Federal prosecutors in Minnesota are currently investigating nearly $9 billion in stolen taxpayer money – spread across 14 separate Medicaid-funded programs – with 92 people charged and 62 already convicted.

That scandal started with Feeding Our Future, a nonprofit that claimed to be distributing meals to children during the COVID-19 pandemic. Instead, the money went to luxury cars, foreign real estate, and wire transfers to banks in China and Somalia. Former U.S. Attorney Andy Luger called it one of the most extensive COVID-era relief fraud cases ever uncovered.

And Minnesota's fraud problem didn't start in 2021. As far back as 2018, investigators at the state's Department of Human Services were documenting organized kickback schemes in child care assistance programs – and raising alarms that were ignored for years.

Independent journalist Nick Shirley's viral December 2025 video showing allegedly empty daycare centers billing the state for hundreds of children prompted the Trump administration to freeze federal childcare funding to Minnesota and launch a new round of federal investigations.

FBI Director Kash Patel called what's already been uncovered "just the tip of a very large iceberg."

Tim Walz – who dropped his bid for a third gubernatorial term amid the scandal – spent years insisting his administration had the situation under control.

What Democrats' Vote Actually Tells You

This is not complicated.

Republicans passed a bill saying that if you come to America illegally, steal money meant for disabled children and low-income families, you get deported.

One hundred eighty-six Democrats voted no.

Jamie Raskin stood on the House floor and called protecting that standard "unnecessary."

Think about what that vote communicates – not just about immigration policy, but about whose side these politicians are actually on. When given a direct choice between deporting welfare fraudsters and protecting them from removal, House Democrats chose protection.

The Deporting Fraudsters Act may stall in the Senate. Democrats may run out the clock with procedural maneuvers. But 186 members of Congress just put their names on a roll call vote telling every American taxpayer exactly where their priorities lie.

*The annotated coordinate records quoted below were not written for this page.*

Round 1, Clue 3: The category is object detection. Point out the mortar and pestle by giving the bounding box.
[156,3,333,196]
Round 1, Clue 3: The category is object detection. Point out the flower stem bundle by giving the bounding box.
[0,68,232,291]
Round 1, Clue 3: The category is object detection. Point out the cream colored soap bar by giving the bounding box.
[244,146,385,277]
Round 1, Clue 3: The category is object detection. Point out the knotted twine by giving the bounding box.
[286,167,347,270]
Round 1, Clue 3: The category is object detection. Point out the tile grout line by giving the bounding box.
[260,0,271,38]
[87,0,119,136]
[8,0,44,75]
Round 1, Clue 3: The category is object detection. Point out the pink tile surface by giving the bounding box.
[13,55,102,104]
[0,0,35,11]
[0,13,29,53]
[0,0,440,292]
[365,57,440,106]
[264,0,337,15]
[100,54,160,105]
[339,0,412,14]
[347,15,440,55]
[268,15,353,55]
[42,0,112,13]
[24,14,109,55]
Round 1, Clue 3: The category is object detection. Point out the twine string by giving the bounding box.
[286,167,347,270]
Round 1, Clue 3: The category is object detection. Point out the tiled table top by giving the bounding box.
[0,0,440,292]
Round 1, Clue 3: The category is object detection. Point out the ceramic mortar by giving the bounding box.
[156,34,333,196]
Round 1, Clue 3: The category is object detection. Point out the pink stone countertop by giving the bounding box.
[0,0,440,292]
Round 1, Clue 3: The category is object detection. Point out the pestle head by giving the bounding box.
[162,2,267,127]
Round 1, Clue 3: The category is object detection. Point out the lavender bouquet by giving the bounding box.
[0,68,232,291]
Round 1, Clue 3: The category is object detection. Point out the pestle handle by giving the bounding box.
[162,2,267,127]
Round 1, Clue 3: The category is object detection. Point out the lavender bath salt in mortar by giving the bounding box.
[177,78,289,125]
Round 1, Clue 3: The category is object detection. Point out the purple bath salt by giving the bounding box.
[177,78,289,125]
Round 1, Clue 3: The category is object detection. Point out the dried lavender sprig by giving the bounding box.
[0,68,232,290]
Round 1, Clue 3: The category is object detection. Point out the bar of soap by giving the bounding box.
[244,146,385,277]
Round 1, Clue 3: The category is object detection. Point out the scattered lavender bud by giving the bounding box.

Those roll call votes don't expire. They don't get walked back. And in November 2026, every one of those 186 Democrats will have to answer for them.


Sources:

  • Adam Pack and Elizabeth Elkind, "Almost 200 House Dems vote against deporting people who commit welfare fraud," Fox News, March 18, 2026.
  • Bryan Chai, "186 Democrats Kick and Scream as Critical Bill Targeting Fraudsters Narrowly Passes House," Western Journal, March 18, 2026.
  • "Bill to deport welfare fraudsters passes in the House, but with nearly 200 Democrats opposing it," Just the News, March 18, 2026.
  • "Senator with healthcare oversight demands probe of alleged Minnesota fraud," Fox News, December 29, 2025.
  • "The Policy Lessons from Minnesota's Massive Welfare Fraud," American Enterprise Institute, December 23, 2025.